Kailash Vijayvargiya (born 13 May 1956) is an Indian politician serving as National General Secretary of Bharatiya Janata Party . He started his political career in the Indore Bharatiya Janata Party, and was the mayor of Indore, a six-time legislator who has never lost an assembly election, and a state government cabinet minister for over 12 years before being elevated to the party's central leadership.

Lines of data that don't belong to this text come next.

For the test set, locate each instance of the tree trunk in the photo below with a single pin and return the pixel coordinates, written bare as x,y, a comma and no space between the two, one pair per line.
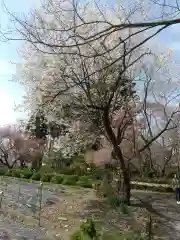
119,155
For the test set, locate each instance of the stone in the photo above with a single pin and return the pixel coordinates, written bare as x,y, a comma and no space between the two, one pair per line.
51,201
62,218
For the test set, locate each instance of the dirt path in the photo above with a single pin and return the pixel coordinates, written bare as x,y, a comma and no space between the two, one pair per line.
163,206
73,205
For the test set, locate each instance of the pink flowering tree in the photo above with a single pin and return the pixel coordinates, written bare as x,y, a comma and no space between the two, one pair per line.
16,147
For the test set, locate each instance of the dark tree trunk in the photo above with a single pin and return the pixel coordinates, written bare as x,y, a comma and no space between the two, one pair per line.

Vijavargiya was made in charge of BJP's election campaign for Haryana in 2014, after which BJP gained a majority in the assembly election. This victory allowed him to gain a more central role in party leadership, and in June 2015 he was appointed national general secretary by party president Amit Shah, and the new leader of the BJP in West Bengal.

Personal life
Vijavargiya was born on 13 May 1956 to Shankardayal Vijavargiya in Indore. He graduated with a Bachelor of Science degree and later earned an LLB. Vijavargiya is married to Asha Vijayvargiya, with whom he has two sons, including politician Akash Vijayvargiya.

Political career 
Vijayvargiya entered politics through Akhil Bharatiya Vidyarthi Parishad (ABVP) in 1975. He became a corporator of the Indore Municipal Corporation in 1983 and a member of the standing committee in 1985. He has been the state secretary of the Bharatiya Janata Yuva Morcha (BJYM), the BJP, and Indore, and the co-ordinator of State BJP legal cell. He became the state co-ordinator of Vidyarthi Parishad in 1985, state vice-president of the BJYM in 1992, and the national general secretary of the BJYM and the leader of Gujarat in 1993. Vijayvargiya was elected to the Vidhan Sabha in 1990, 1993, 1998, 2003, 2008, and 2013.

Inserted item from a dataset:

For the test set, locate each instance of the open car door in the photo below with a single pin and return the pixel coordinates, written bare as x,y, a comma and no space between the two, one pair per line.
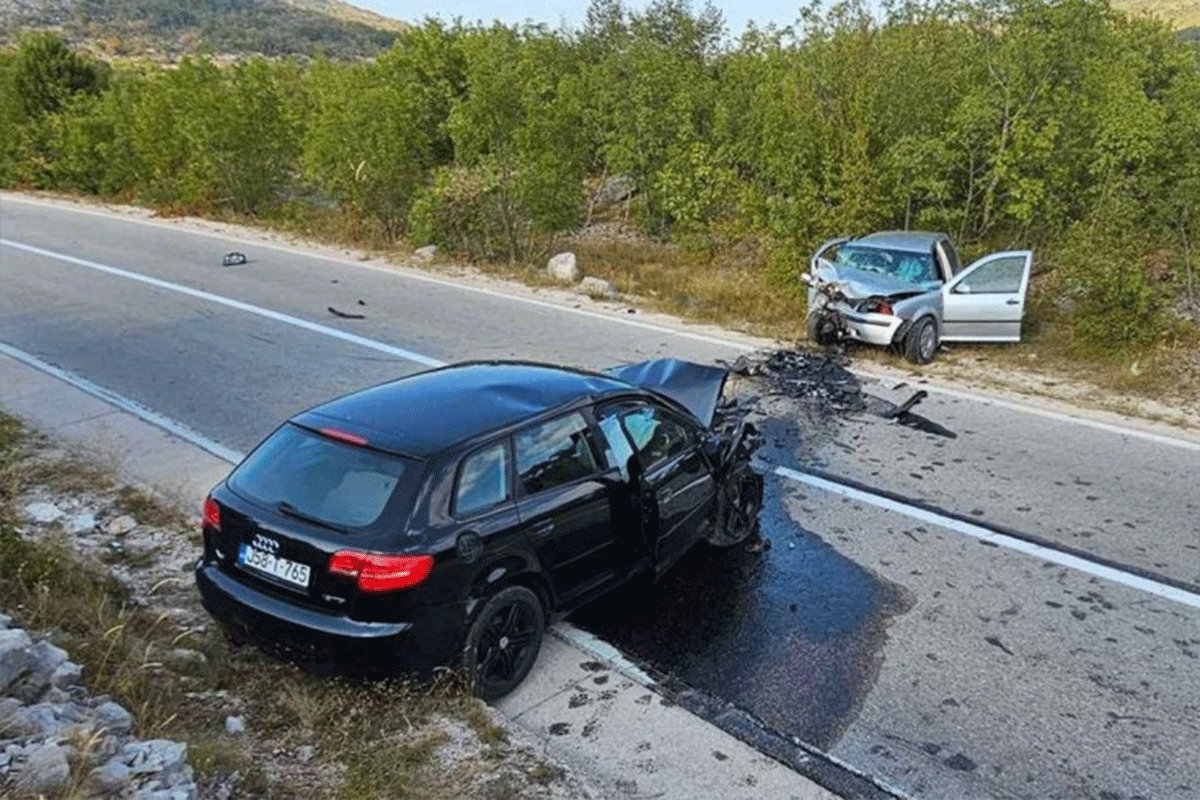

He was in charge of the BJP's Haryana state assembly election campaign in 2014, when the party registered its first win in the Haryana state assembly election, taking BJP's tally from 4 to 47 seats. He was named the National General Secretary of the Bharatiya Janata Party as well as the party leader for West Bengal in 2015.
He was included in the top 100 influential person list of India for year 2021. 
He was considered as a game changer for BJP in West Bengal as party won 18 seat in 2019 Lok sabha election.

Mayor 
Vijayvargiya became the first directly elected mayor of Indore Municipal Corporation in 2000. He was nominated president of the South Asia Mayors’ Council in 2003, and led the Indian Voluntary Organisation’s team at the World Earth Summit in Durban.

State cabinet minister 
Vijayvargiya was sworn in as cabinet minister in Madhya Pradesh Government on 8 December 2008, and given portfolios of Public Works, Parliamentary Affairs, Urban Administration and Development. He was given a portfolio of Religious Trusts, Endowment, and Rehabilitation on 1 July 2004. Vijayvargiya again joined Babulal Gaur's Council of Ministers as Public Works Minister on 27 August 2004. He was re-inducted into Shivraj Singh Chouhan's Council of Ministers on 4 December 2005, as a Public Works, Information Technology, and Science & Technology Minister.

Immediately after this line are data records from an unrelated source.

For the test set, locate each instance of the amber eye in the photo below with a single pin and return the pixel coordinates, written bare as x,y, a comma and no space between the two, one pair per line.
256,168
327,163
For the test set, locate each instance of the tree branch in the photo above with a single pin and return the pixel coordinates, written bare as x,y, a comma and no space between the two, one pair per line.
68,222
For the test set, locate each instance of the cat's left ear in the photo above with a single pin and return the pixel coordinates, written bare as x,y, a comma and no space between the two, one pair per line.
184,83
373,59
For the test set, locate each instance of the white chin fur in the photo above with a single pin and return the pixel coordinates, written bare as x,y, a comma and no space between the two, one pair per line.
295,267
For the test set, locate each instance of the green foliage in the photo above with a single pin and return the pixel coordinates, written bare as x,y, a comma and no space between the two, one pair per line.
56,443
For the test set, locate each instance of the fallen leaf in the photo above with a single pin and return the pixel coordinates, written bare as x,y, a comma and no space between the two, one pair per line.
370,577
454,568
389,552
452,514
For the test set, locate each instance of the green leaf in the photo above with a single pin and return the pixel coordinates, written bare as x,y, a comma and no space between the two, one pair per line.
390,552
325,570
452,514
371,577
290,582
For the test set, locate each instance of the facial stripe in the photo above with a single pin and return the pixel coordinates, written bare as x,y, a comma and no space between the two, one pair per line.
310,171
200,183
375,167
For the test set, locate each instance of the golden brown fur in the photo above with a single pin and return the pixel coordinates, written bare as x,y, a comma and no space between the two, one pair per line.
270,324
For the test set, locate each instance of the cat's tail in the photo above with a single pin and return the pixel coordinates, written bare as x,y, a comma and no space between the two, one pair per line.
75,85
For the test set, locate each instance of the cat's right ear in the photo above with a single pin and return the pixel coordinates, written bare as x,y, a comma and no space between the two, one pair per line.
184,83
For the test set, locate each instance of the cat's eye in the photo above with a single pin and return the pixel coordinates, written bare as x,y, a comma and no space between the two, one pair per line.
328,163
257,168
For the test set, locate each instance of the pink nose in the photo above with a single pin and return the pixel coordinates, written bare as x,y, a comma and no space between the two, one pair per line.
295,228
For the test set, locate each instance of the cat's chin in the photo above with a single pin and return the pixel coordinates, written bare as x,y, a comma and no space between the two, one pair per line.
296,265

In the second cabinet under Shivraj Singh Chouhan (post-2008 elections), Vijayvargiya held portfolios of IT and Industries. In the third cabinet (post-2013 elections), Vijayvargiya held the portfolio of Urban Development.

When talking to reporters about the Vyapam Scam which involved former BJP leader Laxmikant Sharma, Vijayvargiya said, "For us it (Vyapam) is a chutput (small) scam. It may be big for you." When asked about journalist Akshay Singh, who was mysteriously murdered while investigating the scandal, Vijayvargiya said, "Forget that journalist who died. Is he more important than I am?"

In 2013, In Indore, talking to the journalists about the rapes in India, Vijayvargiya said women must keep themselves within the limits of 'maryada' else face the consequences.

BJP National General Secretary
In 2015, when Shah Rukh Khan commented that India had been undergoing a period of increased intolerance, Vijayvargiya tweeted to his followers that "Shah Rukh Khan lives in India, but his heart is in Pakistan. His films make crores here but he finds India intolerant," as well as "When many died in Bombay in 1993, where was Shah Rukh Khan? When 26/11 attacks took place in Mumbai, where was Shah Rukh?"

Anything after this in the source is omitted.